No dia 25 de dezembro, por volta do meio-dia, 7 (sete) homens encapuzados e fortemente armados despejaram 45 famílias do Acampamento São José, localizado na fazenda Cruzeiro Novo, distante 20 Km da Vila Alacilândia, no município de Conceição do Araguaia. A fazenda tem como suposto proprietário Milton Gomes de Oliveira, deputado estadual do Estado da Bahia.

Embora o Juiz da Vara Agrária de Redenção, tenha concedido uma liminar, em 25 de novembro, em favor do fazendeiro, o grupo armado sequer esperou que o juiz determinasse a ida de um oficial de justiça ao acampamento, acompanhado de policiais militares para o devido cumprimento da ordem judicial, conforme determina a lei.

De acordo com informações dos acampados, quem comandava ação ilegal eram: um capitão da Polícia Militar de nome “Seade” e um policial civil de nome “César”, ambos lotados em Conceição do Araguaia.

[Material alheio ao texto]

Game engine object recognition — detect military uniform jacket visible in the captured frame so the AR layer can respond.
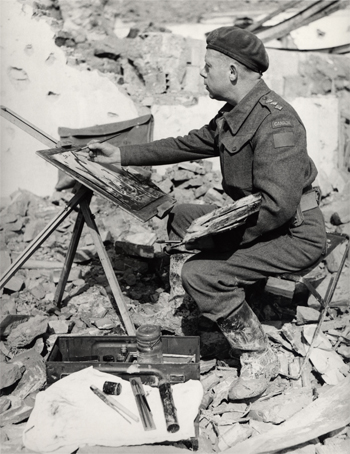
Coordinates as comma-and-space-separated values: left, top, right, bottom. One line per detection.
120, 80, 317, 245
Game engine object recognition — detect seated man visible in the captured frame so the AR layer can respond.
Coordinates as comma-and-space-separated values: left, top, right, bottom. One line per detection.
89, 27, 326, 400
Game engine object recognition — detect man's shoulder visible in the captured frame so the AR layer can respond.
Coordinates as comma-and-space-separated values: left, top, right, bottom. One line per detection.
259, 91, 302, 123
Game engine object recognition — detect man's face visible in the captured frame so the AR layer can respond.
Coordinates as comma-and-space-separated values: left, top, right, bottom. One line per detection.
200, 49, 231, 101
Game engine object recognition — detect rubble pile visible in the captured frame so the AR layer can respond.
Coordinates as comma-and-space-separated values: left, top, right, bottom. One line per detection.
0, 160, 350, 452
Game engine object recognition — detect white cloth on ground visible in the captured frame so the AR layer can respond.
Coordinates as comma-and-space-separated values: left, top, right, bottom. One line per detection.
23, 367, 203, 454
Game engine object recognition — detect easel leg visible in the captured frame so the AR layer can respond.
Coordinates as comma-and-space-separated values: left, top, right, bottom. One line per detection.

As famílias foram expulsas para fora da fazenda e homens armados passaram a fazer vigilância na propriedade para impedir a volta dos trabalhadores.

A liminar deferida pelo juiz em favor do fazendeiro, contraria uma recomendação do Tribunal de Justiça do Pará que orienta todos os juízes das varas agrárias a realizarem audiências de justificação prévia, com a presença do INCRA, antes de analisar o pedido de liminar. O Juiz não observou a recomendação do Tribunal ao qual é subordinado.

Informado do interesse do INCRA em desapropriar o imóvel, no dia 16 de dezembro passado, em uma reunião em Redenção, o Ouvidor Agrário Nacional, Dr Gercino Silva, determinou que a Ouvidoria oficiaria ao magistrado da Vara Agrária de Redenção, solicitando a designação de uma audiência de conciliação no bojo da ação de reintegração de posse da fazenda Cruzeiro Novo, dessa vez com a presença do INCRA, e que, solicitaria ainda, a suspensão do cumprimento da liminar até a realização da referida audiência.

Há 9 (nove) meses, que as famílias encontravam-se acampadas nas proximidades do limite da propriedade aguardando que o INCRA avaliasse as condições do imóvel e se seria viável para a reforma agrária.

O fato de o despejo ter sido realizado em dia de feriado de natal e sem a presença de um oficial de justiça com o devido mandado do juiz, são indícios de que policiais civis e militares de Conceição do Araguaia poderão ter agido fora da lei para favorecer o fazendeiro e deputado no Estado da Bahia.

A Comissão Pastoral da Terra do sul do Pará encaminhará denúncia formal à Ouvidoria Agrária Nacional, à presidência do Tribunal de Justiça do Estado e ao Ministério Publico para que o caso seja devidamente apurado.

 

Xinguara, 27 de dezembro de 2011.

Frei Henri Burin des Rosiers

Advogado da CPT da Diocese de Conceição do Araguaia.